Kang Xin, Xie Xiongyao, Zeng Kun
Department of Geotechnical Engineering, College of Civil Engineering, Tongji University, Shanghai 200092, China.
State Key Laboratory of Disaster Reduction in Civil Engineering, Tongji University, Shanghai 200092, China.
Sensors (Basel). 2024 Oct 18;24(20):6709. doi: 10.3390/s24206709.
TBM has been widely used in underground engineering and construction, but there is no precedent for the application of open TBM in the inclined shafts of coal mines, which brings new challenges to the support system. The distribution of the axial forces on anchors and the range of loosening of the surrounding rock are crucial considerations in tunnel support design. Existing methods for measuring the axial forces in anchors and determining the extent of loosening in the surrounding rock typically remain at the inspection level, lacking long-term and real-time monitoring capabilities. This paper presents a new self-sensing anchor with embedded optical fibers (made using an improved stirrer) and proposes an intelligent tunnel rock monitoring system. The paper also outlines a method for identifying loosening zones in surrounding rock based on monitoring data and theoretical analysis. Installing self-sensing anchors in the deep sections of the rock surrounding a tunnel provides three-dimensional, round-the-clock real-time monitoring of the axial forces acting on the anchors, using new technology and methods to recognize the deformation characteristics of loosening zones within the surrounding rock. This new self-sensing fiber optic anchor was first applied to an open TBM tunneling project in an inclined shaft in the Kekegai coal mine, and monitoring data indicate that self-sensing optical fiber anchors can accurately reflect stress patterns in real time. The axial force curve can be divided into four segments: the borehole area, the loosening zone, the stable zone, and the anchoring zone. Consequently, it accurately identifies the thickness of loosening zones at different positions within the tunnel's surrounding rock. This information is compared and verified against results obtained from bolt dynamometers and borehole inspection. On this basis, an intelligent monitoring system was established to provide a basis for making engineering construction decisions, which makes tunnel construction smarter and helps technicians timely adjust TBM driving and support parameters.

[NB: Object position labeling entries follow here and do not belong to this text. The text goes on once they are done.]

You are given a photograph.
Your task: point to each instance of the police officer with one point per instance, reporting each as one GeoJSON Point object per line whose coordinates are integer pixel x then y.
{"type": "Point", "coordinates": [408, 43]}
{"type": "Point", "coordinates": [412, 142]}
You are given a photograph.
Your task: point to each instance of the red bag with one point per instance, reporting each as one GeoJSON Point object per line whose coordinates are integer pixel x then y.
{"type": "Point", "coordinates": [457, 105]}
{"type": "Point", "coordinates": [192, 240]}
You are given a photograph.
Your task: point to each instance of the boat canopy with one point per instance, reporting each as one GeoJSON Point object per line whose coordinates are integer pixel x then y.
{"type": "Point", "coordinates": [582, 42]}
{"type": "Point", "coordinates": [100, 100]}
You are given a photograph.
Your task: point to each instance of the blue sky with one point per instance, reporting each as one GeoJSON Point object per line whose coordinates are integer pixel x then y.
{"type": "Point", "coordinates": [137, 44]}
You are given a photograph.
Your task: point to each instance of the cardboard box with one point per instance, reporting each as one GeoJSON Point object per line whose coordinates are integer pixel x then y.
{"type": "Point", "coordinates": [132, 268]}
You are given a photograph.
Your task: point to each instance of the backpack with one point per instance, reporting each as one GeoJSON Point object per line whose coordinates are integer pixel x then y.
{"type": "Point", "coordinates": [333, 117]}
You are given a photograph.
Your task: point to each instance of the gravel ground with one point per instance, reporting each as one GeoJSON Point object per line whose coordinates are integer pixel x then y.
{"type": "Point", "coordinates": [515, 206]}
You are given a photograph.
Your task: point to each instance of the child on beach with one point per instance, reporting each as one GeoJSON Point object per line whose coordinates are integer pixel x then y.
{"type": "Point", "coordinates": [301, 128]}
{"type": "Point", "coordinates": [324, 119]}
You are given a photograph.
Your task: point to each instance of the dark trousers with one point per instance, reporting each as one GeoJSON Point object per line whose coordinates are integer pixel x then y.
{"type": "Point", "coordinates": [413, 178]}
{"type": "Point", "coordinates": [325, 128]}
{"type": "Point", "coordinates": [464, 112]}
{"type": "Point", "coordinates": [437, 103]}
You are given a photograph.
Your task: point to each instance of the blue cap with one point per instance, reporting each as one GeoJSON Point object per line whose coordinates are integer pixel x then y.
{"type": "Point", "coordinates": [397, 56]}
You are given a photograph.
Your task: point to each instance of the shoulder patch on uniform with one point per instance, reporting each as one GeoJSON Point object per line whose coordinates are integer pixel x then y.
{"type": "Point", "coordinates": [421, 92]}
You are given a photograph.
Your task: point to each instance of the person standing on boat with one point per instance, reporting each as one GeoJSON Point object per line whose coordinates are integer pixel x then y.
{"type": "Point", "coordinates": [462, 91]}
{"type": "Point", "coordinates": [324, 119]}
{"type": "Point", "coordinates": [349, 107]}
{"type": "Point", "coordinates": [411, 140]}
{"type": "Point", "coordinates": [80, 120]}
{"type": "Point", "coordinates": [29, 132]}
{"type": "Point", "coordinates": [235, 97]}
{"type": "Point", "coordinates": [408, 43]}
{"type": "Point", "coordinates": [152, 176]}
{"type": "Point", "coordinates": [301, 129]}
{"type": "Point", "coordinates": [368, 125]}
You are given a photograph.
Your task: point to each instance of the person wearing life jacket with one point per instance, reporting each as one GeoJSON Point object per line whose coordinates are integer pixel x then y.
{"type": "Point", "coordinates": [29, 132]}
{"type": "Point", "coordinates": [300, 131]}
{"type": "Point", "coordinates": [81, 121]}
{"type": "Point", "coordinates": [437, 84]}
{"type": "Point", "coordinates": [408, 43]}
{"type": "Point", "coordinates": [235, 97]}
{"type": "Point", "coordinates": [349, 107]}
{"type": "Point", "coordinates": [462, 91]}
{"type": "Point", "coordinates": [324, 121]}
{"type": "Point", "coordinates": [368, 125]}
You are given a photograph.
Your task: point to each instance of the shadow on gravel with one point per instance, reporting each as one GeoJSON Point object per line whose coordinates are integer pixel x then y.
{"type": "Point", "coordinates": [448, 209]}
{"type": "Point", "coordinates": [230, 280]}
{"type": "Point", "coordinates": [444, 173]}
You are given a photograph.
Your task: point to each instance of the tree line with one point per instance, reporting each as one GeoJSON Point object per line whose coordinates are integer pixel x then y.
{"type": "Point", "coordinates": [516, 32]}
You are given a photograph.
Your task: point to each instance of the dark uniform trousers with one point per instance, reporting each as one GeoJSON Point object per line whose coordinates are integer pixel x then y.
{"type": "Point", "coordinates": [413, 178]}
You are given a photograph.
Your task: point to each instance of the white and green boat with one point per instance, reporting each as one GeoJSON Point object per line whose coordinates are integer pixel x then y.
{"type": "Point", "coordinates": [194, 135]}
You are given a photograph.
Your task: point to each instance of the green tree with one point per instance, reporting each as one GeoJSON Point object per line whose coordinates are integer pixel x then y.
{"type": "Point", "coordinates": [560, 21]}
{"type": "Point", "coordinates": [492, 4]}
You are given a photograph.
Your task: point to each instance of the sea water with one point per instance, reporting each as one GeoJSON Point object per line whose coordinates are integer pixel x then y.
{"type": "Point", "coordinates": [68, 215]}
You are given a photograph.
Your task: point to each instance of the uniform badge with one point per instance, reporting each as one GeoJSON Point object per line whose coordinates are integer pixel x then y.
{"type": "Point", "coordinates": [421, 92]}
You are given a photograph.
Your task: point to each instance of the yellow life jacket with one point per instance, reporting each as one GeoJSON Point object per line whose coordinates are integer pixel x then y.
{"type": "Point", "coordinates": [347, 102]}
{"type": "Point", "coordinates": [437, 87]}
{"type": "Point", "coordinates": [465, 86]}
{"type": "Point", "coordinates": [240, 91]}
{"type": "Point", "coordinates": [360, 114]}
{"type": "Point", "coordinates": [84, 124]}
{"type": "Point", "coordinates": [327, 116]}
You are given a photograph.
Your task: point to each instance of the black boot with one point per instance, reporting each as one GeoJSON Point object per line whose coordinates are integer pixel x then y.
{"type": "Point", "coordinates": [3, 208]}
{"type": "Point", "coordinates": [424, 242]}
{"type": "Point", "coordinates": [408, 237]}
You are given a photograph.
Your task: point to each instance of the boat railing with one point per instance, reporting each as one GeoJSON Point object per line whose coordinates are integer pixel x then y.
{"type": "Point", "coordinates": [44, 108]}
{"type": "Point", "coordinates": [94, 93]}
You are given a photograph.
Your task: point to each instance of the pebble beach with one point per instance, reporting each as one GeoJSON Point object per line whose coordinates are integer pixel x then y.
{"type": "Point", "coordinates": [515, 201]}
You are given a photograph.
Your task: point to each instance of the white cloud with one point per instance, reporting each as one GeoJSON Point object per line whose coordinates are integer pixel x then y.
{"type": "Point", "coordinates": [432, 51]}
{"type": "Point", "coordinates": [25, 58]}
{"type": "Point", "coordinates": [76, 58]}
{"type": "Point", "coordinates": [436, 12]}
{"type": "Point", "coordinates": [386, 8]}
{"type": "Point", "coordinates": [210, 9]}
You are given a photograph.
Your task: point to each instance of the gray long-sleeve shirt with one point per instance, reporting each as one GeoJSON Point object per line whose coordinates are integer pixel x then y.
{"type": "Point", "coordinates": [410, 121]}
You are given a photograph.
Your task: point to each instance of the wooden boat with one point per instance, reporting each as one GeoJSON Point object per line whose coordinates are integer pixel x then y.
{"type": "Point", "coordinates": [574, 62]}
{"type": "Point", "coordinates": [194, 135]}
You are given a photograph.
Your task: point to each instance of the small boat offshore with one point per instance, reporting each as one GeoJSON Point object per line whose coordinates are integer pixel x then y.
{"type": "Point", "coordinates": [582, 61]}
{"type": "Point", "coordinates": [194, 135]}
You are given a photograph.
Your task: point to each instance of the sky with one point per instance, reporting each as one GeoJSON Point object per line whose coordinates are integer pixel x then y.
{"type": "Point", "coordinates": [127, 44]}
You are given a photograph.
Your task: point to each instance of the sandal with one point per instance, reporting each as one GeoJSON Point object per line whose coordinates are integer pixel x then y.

全断面硬岩隧道掘进机(TBM)已广泛应用于地下工程建设,但敞开式TBM应用于煤矿斜井尚无先例,这给支护系统带来了新的挑战。锚杆轴力分布及围岩松动范围是隧道支护设计的关键考量因素。现有测量锚杆轴力及确定围岩松动范围的方法通常停留在检测层面,缺乏长期实时监测能力。本文提出一种新型的内嵌光纤自感知锚杆(采用改进搅拌器制作),并提出一种智能隧道围岩监测系统。本文还概述了一种基于监测数据和理论分析识别围岩松动区的方法。在隧道围岩深部安装自感知锚杆,可对作用于锚杆的轴力进行三维全天候实时监测,利用新技术和方法识别围岩内松动区的变形特征。这种新型自感知光纤锚杆首次应用于克克盖煤矿斜井的敞开式TBM掘进工程,监测数据表明自感知光纤锚杆能实时准确反映应力状态。轴力曲线可分为四个区段:钻孔区、松动区、稳定区和锚固区。从而准确识别出隧道围岩不同位置处松动区的厚度。将此信息与锚杆测力计和钻孔检测结果进行对比验证。在此基础上,建立智能监测系统,为工程施工决策提供依据,使隧道施工更智能,并帮助技术人员及时调整TBM掘进和支护参数。